El crecimiento del sector requiere de frecuencias radioeléctricas, que el Estado nacional adjudicó por última vez en 1999, cuando existían poco más de dos millones de usuarios, y que continúa retaceando a las empresas prestadoras cuando hay más de 55 millones de líneas en servicio. No sólo se mantienen límites regulatorios que han sido abandonados por casi todos los países del mundo, pues en naciones como Perú, Chile, Brasil, México y los Estados Unidos cada operadora dispone de aproximadamente el doble del máximo autorizado por empresa en nuestro país, sino que además ha vuelto sobre sus pasos al dejar sin efecto, luego de un año y medio de trámite, el concurso que venía tramitando para distribuir frecuencias entre los operadores establecidos, y ha dispuesto que sea una empresa estatal la que se lance a prestar el servicio a costa de todos los contribuyentes. La recaudación que perdió el Estado en concepto de licencias por las frecuencias que no se usan rondaría los 300 a 400millones de dólares, según estimaciones empresariales.
Como la telefonía móvil reutiliza cada frecuencia en varias comunicaciones, al no disponer de ese insumo en cantidad suficiente debe instalar más antenas, tarea que se enfrenta muchas veces con restricciones o prohibiciones municipales y que, además, genera un impacto visual negativo.
Por eso, es contradictorio el embate que el Gobierno ha iniciado contra el sector a través de una genérica acusación de falta de inversión. El sector de las comunicaciones móviles presenta una relación entre ingresos e inversión muy superior al que muestran otros sectores como el financiero o energético, al tiempo que contribuye en aproximadamente más del 4 por ciento al Producto Bruto Interno. Del mismo modo llama la atención que después de las recientes inundaciones, el nuevo titular de la Secretaría de Comunicaciones, Norberto Berner, haya dictado una resolución que pone en cabeza de las compañías celulares estrictas obligaciones de restablecimiento del servicio en caso de "catástrofes". Se trata de una medida tan demagógica como inútil ya que, por definición, a nadie puede exigirse que tome a su cargo obligaciones cuando, precisamente, existen causas que pueden ser calificadas como de fuerza mayor.

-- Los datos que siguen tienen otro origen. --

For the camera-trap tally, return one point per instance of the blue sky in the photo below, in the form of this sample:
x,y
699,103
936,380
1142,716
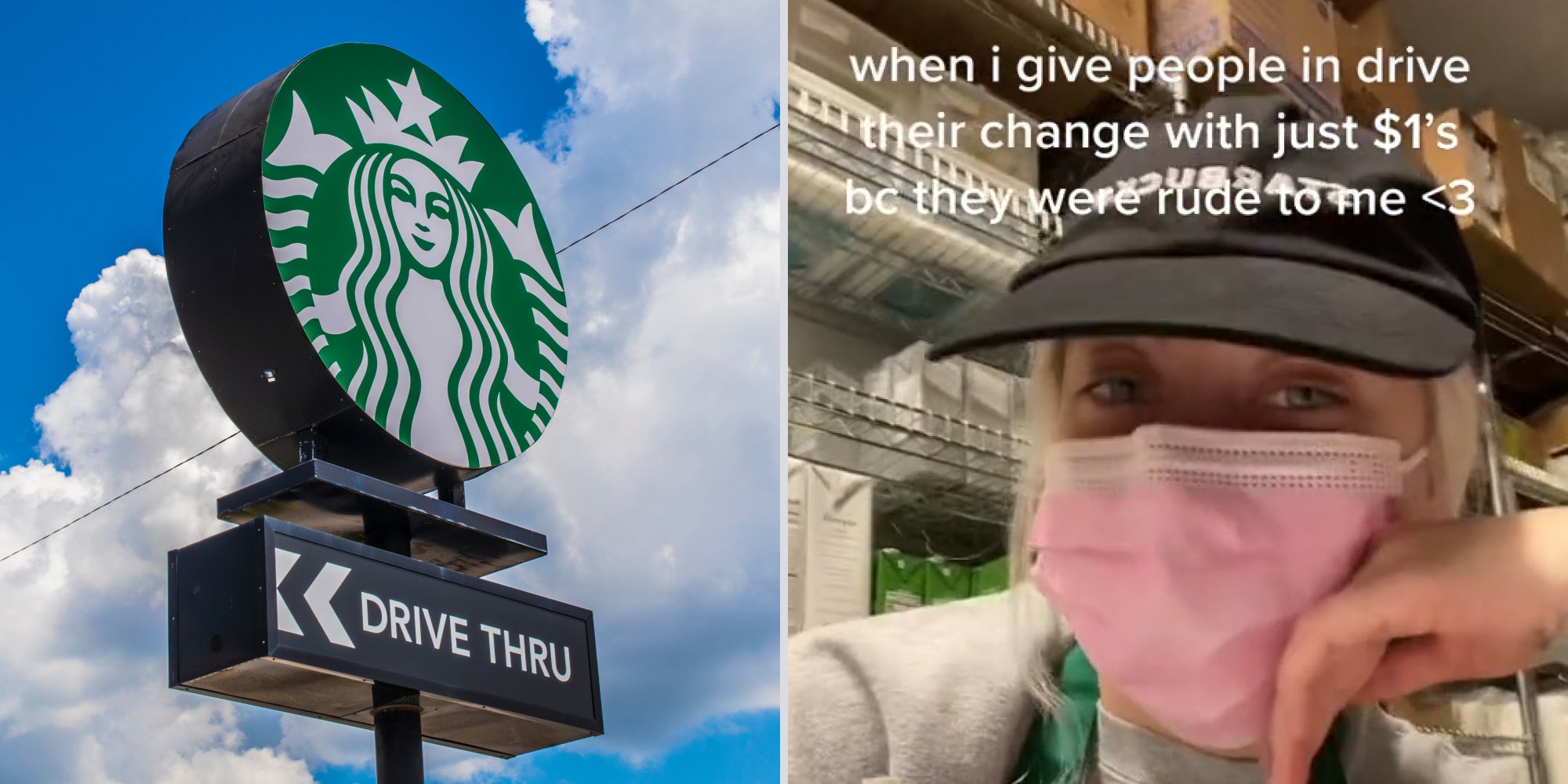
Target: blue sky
x,y
675,365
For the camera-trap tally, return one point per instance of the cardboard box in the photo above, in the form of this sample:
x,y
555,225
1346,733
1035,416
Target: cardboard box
x,y
1552,427
989,397
1362,100
946,583
965,29
1515,234
1189,29
838,575
1354,10
822,40
990,578
899,583
1522,441
1125,21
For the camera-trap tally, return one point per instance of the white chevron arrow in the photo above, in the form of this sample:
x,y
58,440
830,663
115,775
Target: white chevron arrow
x,y
286,562
319,597
321,600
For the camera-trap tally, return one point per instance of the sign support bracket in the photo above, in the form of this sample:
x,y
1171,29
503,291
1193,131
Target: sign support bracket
x,y
396,711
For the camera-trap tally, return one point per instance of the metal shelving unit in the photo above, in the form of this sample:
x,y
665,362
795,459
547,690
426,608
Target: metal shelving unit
x,y
843,427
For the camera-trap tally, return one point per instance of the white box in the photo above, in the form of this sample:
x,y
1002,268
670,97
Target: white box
x,y
912,380
989,397
822,38
838,579
975,107
797,603
796,517
1022,424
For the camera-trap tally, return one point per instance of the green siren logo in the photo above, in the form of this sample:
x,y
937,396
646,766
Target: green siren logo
x,y
415,255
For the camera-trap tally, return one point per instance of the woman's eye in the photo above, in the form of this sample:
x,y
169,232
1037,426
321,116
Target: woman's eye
x,y
1302,397
1117,391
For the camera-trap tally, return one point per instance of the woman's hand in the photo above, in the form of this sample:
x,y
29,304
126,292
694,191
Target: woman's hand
x,y
1434,603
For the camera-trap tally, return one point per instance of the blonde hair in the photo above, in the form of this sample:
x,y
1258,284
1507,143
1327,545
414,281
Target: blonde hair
x,y
1453,454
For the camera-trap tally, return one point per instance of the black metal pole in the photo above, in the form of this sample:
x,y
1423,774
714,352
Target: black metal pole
x,y
401,752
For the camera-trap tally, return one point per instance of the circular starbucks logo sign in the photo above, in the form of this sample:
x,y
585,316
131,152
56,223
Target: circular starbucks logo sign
x,y
415,255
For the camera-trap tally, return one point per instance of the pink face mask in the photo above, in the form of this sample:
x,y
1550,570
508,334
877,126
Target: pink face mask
x,y
1183,557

Resulta paradójico el rigor con que el Estado pretende imponer obligaciones a las empresas privadas sin mostrar similar preocupación por el cumplimiento de sus propias obligaciones en materia de salubridad, seguridad e infraestructura, que son las que la sociedad echa de menos cuando ocurren ese tipo de fenómenos.
El Estado debe ejercer con rigor sus funciones de control y de protección a los consumidores, pero con transparencia, justicia y razonabilidad. Imputar livianamente falta de inversión a los operadores desde un doble rol de regulador y de flamante competidor cuando el poder público se encuentra en falta respecto de sus obligaciones esenciales exhibe un improvisado populismo.
Como hemos dicho ayer en esta columna editorial, cada vez son más las empresas que abandonan el país como consecuencia de sus políticas erráticas, y crece también el porcentaje de las que deciden afincarse en otras naciones donde existen reglas claras y cumplimiento de los compromisos asumidos. Por esa razón no sorprende que durante los últimos diez años los países de nuestra región hayan triplicado el monto de las inversiones recibidas, mientras que en la Argentina se redujeron a la mitad.
Está claro, entonces, que si el gobierno nacional persiste en hostigar al sector privado difícilmente consiga su declamado objetivo de que aumenten las inversiones en beneficio de la calidad de vida de los argentinos.